Museum of Tolerance atop Muslim cemetery: a war against the dead

Jerusalem / – With the Israeli Supreme Court decision to allow the building of a “Museum of Tolerance” atop what was Jerusalem’s main Muslim cemetery until 1948, national and religious figures are calling for major protests.

Arab and foreign consuls met in East Jerusalem’s Ambassador Hotel to discuss the situation and create a plan of action in light of the loss of the court case that began in 2006.

Mufti of Jerusalem, Sheikh Mohammad Hussein said that the Israeli ruling is criminal as it allows for the “attack on the tombs and bones of Muslims.” The Israelis began exhuming Muslim graves in Mamilla Cemetery in 2006. Construction was ordered to halt during court proceedings. However, Israeli developers continued to exhume graves.

Head of the Islamic Movement, Sheikh Ra’ed Salah described the situation as catastrophic. He noted that 70,000 graves fill the 200 dunam cemetery which has tombs dating back thousands of years.

Sheikh Salah said that Israeli projects include building a large hotel on part of the cemetery, extending a sewage network, laying streets and establishing the “Independence Park.”

He said that naming the museum “Tolerance” illustrates “their utter disdain. They have raped our holy places in the name of tolerance.” Sheikh Salah also noted that an Israeli American is undertaking the project with 200 million USD coming from California. It is backed by Governor Arnold Schwarzenegger. The museum is a sister project for the Los Angeles-based Simon Wiesenthal Center.

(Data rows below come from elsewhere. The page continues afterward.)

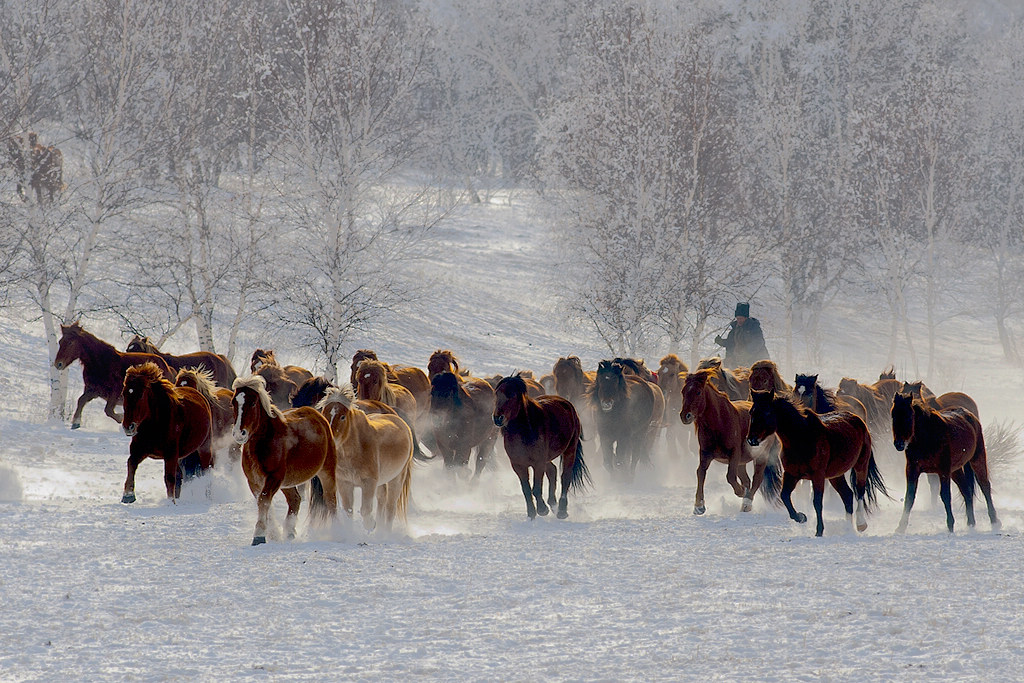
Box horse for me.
[657,353,690,456]
[121,362,213,503]
[6,132,68,205]
[746,389,889,536]
[355,359,431,460]
[793,375,867,424]
[174,368,242,463]
[317,389,414,531]
[231,375,338,546]
[892,392,999,533]
[590,360,665,476]
[53,322,174,429]
[679,368,778,515]
[697,355,751,400]
[430,371,498,479]
[493,374,590,519]
[125,335,238,388]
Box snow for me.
[0,194,1024,681]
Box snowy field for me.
[0,196,1024,681]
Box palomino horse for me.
[121,362,213,503]
[53,323,174,429]
[746,390,888,536]
[231,375,338,546]
[317,389,413,531]
[6,132,67,204]
[590,360,665,477]
[430,371,498,478]
[125,335,238,391]
[697,355,751,400]
[355,359,431,460]
[174,368,242,463]
[793,375,867,424]
[892,393,999,533]
[494,375,590,519]
[679,368,778,515]
[657,353,690,457]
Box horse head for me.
[121,362,174,436]
[492,373,528,427]
[231,375,281,444]
[746,389,778,445]
[890,391,914,451]
[593,360,632,413]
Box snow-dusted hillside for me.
[0,194,1024,681]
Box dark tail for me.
[569,436,594,492]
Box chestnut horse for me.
[892,392,999,533]
[590,360,665,477]
[125,335,238,391]
[53,322,174,429]
[793,375,867,424]
[317,389,413,531]
[121,362,213,503]
[231,375,338,546]
[657,353,690,457]
[6,132,68,204]
[174,368,242,463]
[746,389,888,536]
[430,371,498,478]
[679,368,778,515]
[494,375,590,519]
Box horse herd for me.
[53,323,999,545]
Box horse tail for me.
[569,434,594,492]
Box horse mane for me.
[316,384,355,413]
[231,375,284,418]
[174,367,217,402]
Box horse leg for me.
[949,465,975,526]
[939,473,953,533]
[512,463,537,519]
[121,449,145,503]
[534,465,551,517]
[693,451,715,515]
[828,475,853,526]
[252,472,282,546]
[281,486,302,541]
[897,462,921,533]
[778,472,807,524]
[359,477,377,531]
[71,389,99,429]
[811,474,825,536]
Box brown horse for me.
[125,335,238,391]
[231,375,338,546]
[53,323,174,429]
[657,353,690,457]
[319,389,414,531]
[494,375,590,519]
[746,390,888,536]
[590,360,665,477]
[697,355,751,400]
[121,362,213,503]
[6,132,68,204]
[430,371,498,478]
[679,368,778,515]
[174,368,242,463]
[892,393,999,533]
[793,375,867,424]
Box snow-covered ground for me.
[0,196,1024,681]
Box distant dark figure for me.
[715,302,770,368]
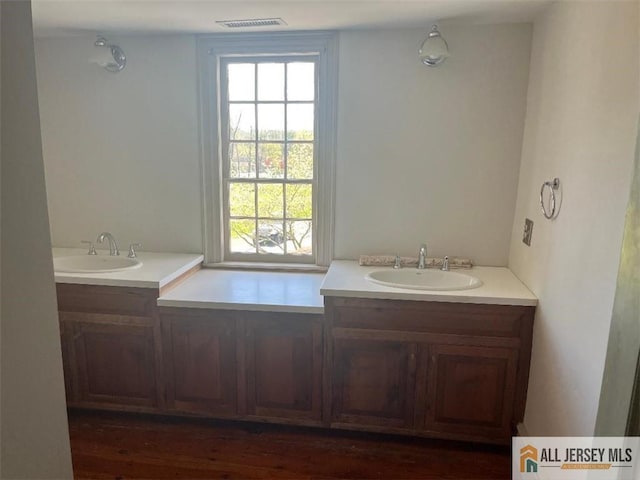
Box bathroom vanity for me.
[53,258,536,444]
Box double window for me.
[200,34,336,265]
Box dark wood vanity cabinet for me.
[244,312,323,425]
[330,334,416,428]
[416,345,518,440]
[161,309,238,416]
[57,284,162,411]
[57,284,535,444]
[324,297,534,443]
[160,308,323,425]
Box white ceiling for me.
[32,0,550,37]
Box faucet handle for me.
[80,240,98,255]
[127,243,142,258]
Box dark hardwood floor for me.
[69,410,511,480]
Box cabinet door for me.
[68,312,158,407]
[161,313,237,415]
[331,338,416,428]
[418,345,518,441]
[245,313,322,423]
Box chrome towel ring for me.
[540,177,560,219]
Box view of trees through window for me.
[223,57,316,256]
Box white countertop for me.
[53,248,204,289]
[158,269,324,313]
[320,260,538,306]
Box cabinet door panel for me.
[162,314,237,414]
[332,338,415,428]
[73,315,158,407]
[246,314,322,421]
[424,345,518,438]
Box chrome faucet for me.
[96,232,120,255]
[418,243,427,270]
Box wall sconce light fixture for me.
[418,25,449,67]
[90,35,127,73]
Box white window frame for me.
[197,32,338,269]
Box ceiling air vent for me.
[216,18,287,28]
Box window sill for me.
[203,262,329,273]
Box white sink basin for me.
[53,255,142,273]
[365,268,482,290]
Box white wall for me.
[36,24,531,265]
[509,2,639,436]
[36,36,202,252]
[0,1,73,479]
[335,24,531,265]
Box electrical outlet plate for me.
[522,218,533,247]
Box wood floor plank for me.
[69,410,511,480]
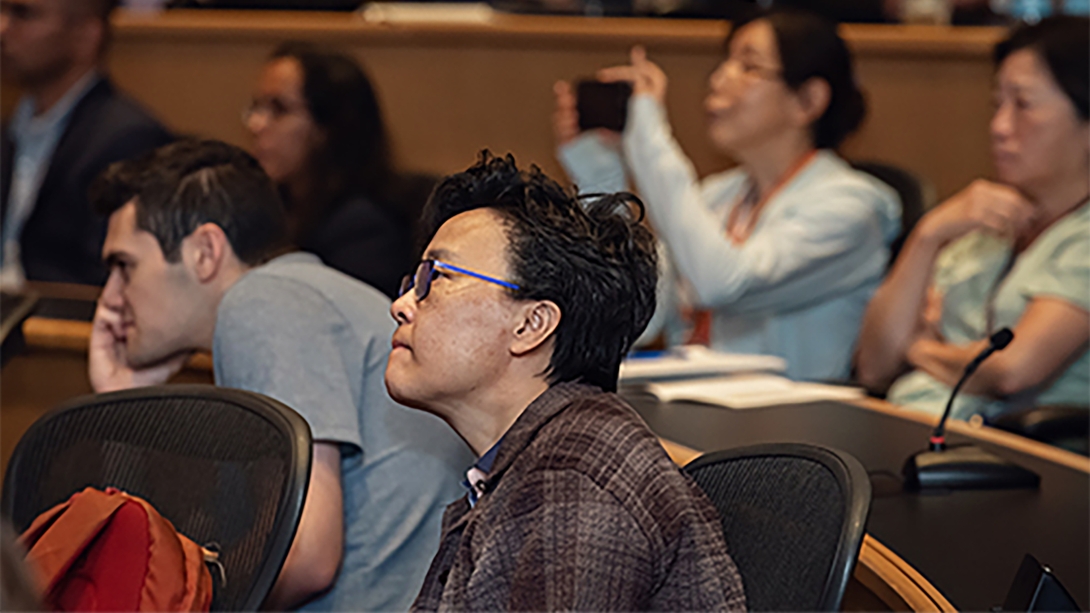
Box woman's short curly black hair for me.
[423,151,658,390]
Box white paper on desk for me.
[647,374,864,409]
[362,2,495,23]
[620,345,787,382]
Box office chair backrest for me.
[685,444,871,611]
[0,385,311,611]
[851,161,935,266]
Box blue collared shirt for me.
[462,438,504,506]
[0,70,99,286]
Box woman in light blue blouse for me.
[858,17,1090,419]
[555,12,900,380]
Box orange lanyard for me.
[727,149,818,244]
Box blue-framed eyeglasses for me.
[398,259,520,300]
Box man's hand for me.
[598,45,666,105]
[920,179,1037,245]
[87,300,190,394]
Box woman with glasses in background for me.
[858,16,1090,419]
[244,43,434,299]
[555,11,900,380]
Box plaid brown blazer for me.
[413,383,746,611]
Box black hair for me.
[995,15,1090,121]
[89,139,290,266]
[269,41,407,238]
[423,149,658,390]
[64,0,120,56]
[726,9,867,149]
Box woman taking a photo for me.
[555,11,900,380]
[858,17,1090,419]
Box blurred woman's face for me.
[704,20,795,154]
[245,58,322,184]
[991,49,1090,195]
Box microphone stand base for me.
[903,445,1041,491]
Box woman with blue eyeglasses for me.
[555,11,900,380]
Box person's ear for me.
[796,76,833,125]
[511,300,560,356]
[182,223,231,283]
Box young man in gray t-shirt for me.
[89,141,472,611]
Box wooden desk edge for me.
[113,9,1006,58]
[853,534,957,613]
[23,317,1090,474]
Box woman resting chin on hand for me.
[857,17,1090,419]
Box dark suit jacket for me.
[0,79,172,285]
[412,383,746,611]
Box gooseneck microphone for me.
[904,328,1041,490]
[931,328,1015,452]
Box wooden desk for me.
[3,11,1003,196]
[6,316,954,612]
[625,389,1090,611]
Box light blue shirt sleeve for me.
[213,273,363,452]
[623,96,885,314]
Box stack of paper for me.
[647,374,864,409]
[620,345,787,383]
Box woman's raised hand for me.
[597,45,666,104]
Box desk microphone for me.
[904,328,1040,490]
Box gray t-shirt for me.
[213,253,473,611]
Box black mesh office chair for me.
[851,160,935,266]
[0,385,311,611]
[685,443,871,611]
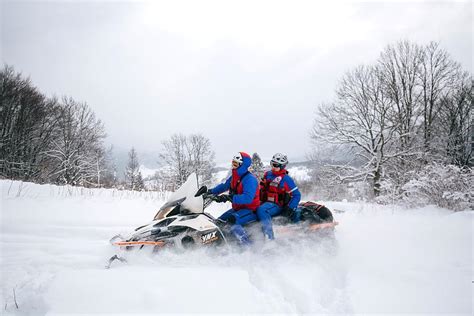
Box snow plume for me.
[0,181,474,315]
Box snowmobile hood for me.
[155,173,204,219]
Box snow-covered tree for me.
[46,98,105,186]
[0,65,57,181]
[311,66,400,196]
[159,134,214,187]
[125,148,145,191]
[249,153,265,179]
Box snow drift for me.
[0,181,473,315]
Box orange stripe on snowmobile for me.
[114,241,165,246]
[309,222,339,230]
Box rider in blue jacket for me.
[209,152,260,245]
[257,153,301,239]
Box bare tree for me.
[249,153,265,179]
[46,98,105,186]
[159,134,214,186]
[125,148,145,191]
[418,42,462,156]
[378,41,423,156]
[311,66,400,196]
[186,134,214,185]
[0,66,56,181]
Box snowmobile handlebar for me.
[194,185,232,203]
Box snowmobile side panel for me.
[114,240,165,246]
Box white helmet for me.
[232,153,244,167]
[270,153,288,168]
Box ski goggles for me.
[232,160,242,168]
[272,162,282,168]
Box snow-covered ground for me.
[0,181,474,315]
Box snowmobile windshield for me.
[155,173,204,220]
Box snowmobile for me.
[107,173,338,268]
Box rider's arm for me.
[232,175,258,204]
[284,175,301,210]
[209,176,232,195]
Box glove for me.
[281,205,295,218]
[194,185,209,197]
[214,194,232,203]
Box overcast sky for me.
[1,0,473,162]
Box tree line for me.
[311,41,474,211]
[0,65,113,186]
[0,65,215,191]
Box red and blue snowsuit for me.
[210,152,260,245]
[257,169,301,239]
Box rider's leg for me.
[257,202,281,239]
[219,208,235,222]
[229,209,257,245]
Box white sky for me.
[1,0,473,161]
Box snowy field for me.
[0,181,474,315]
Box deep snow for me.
[0,181,474,315]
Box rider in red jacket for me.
[257,153,301,239]
[209,152,260,245]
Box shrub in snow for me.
[401,163,474,211]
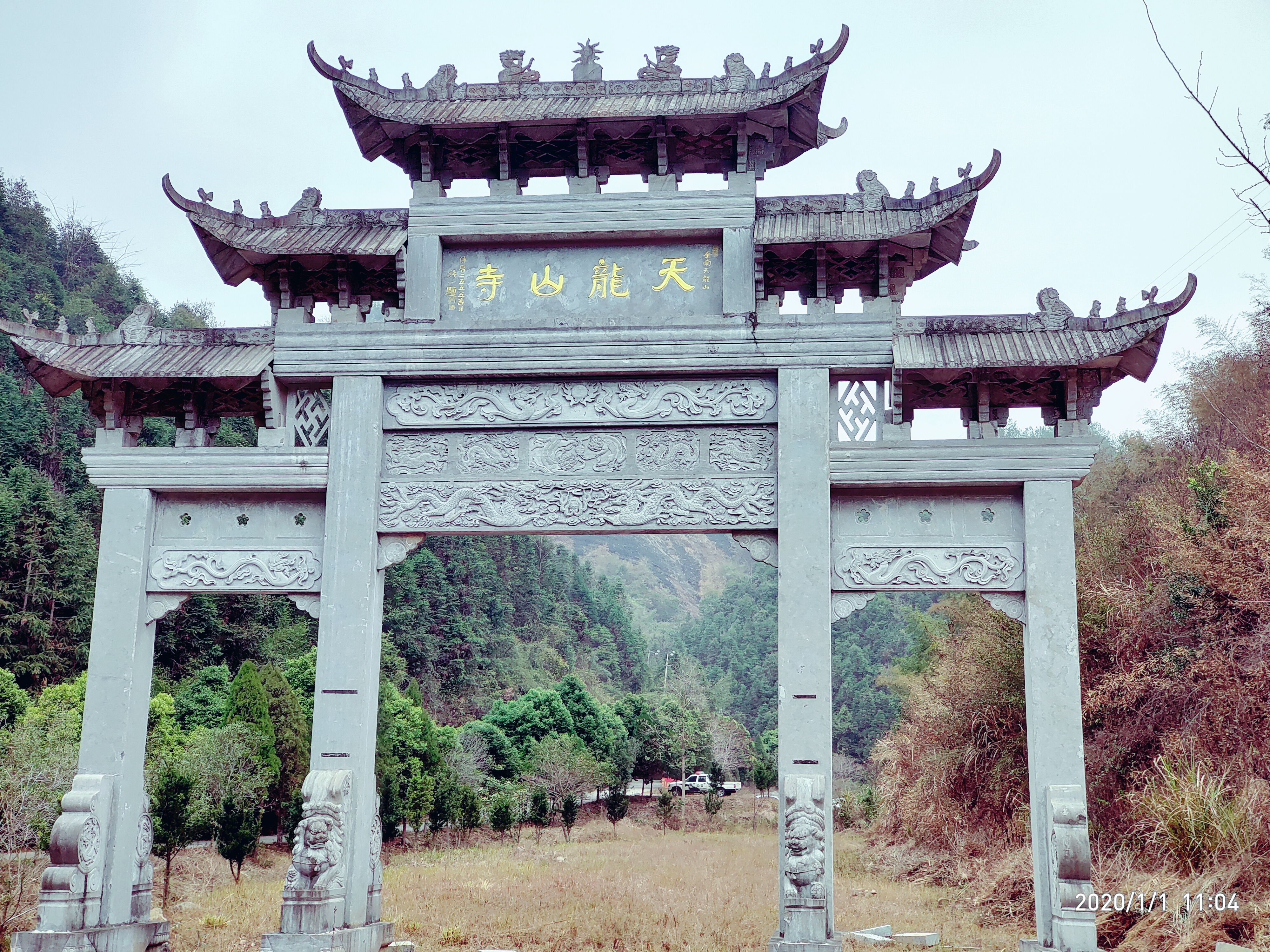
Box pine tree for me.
[560,793,578,843]
[605,790,631,836]
[216,797,260,882]
[530,787,551,843]
[405,758,436,836]
[150,764,194,909]
[225,661,282,783]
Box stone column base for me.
[260,923,392,952]
[767,932,842,952]
[13,919,171,952]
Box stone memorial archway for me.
[0,27,1195,952]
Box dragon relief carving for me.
[384,433,450,476]
[283,770,353,891]
[385,380,776,426]
[150,550,321,590]
[710,430,776,472]
[530,430,626,475]
[635,430,701,470]
[380,479,776,532]
[458,433,521,472]
[834,546,1024,589]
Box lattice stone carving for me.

The Head of the Islamic Movement, Sheikh Salah, said, “This resolution is a serious violation of all the holy sites and not only to one cemetery. There are other graves under threat, graves that symbolize our historical background, our culture and religion.”

Sheikh Salah called on the citizens of Jerusalem to continue visits to shrines and the graves of their relatives buried in the cemetery and to continue with maintenance of graves, stressing the need to initiate practical steps to preserve Jerusalem and its holy sites.

For his part the governor of Jerusalem Adnan Husseini said that the Mamilla Cemetery is an “important site in Jerusalem. With the seizure of the west of the city the cemetery is going from 200 dunams to 20. This is unacceptable. It’s a war on the dead.”

Husseini noted, “The Department of Islamic Endowments gave to the Jews 300 dunums of land to bury their dead but they are now attacking the Islamic cemetery which is a safe place. The Israeli courts did not allow for any Palestinian rights since 1948, but instead have manipulated time and deferred to the Israeli government’s plans to swallow the ground. The Israeli authorities prevented the restoration of the cemetery safe and build a fence to protect them.”

Advisor to Prime Minister Salam Fayyad on Jerusalem Affairs, Hatem Abdel Qader denounced the Israeli claim that building the Museum of Tolerance on the cemetery would have no Palestinian reaction. “This is reckless disregard, an unprecedented assault on the land. The issue is not just of bulldozing the graves and bones, but the bulldozing of dignity.”

Abdel Qader said he had contact with a number of Arab ambassadors who expressed their willingness to work to prevent such work in Mamilla Cemetery. Part of the new campaign includes outreach to European officials and a concerted effort from Palestinian Muslims and Christians. Chairman of the Commission on Graves, Mustafa Abu Zahra, said that delegations are currently being formed to visit Arab states and Islamic institutions to support their demands to stop the ongoing violations of the cemetery.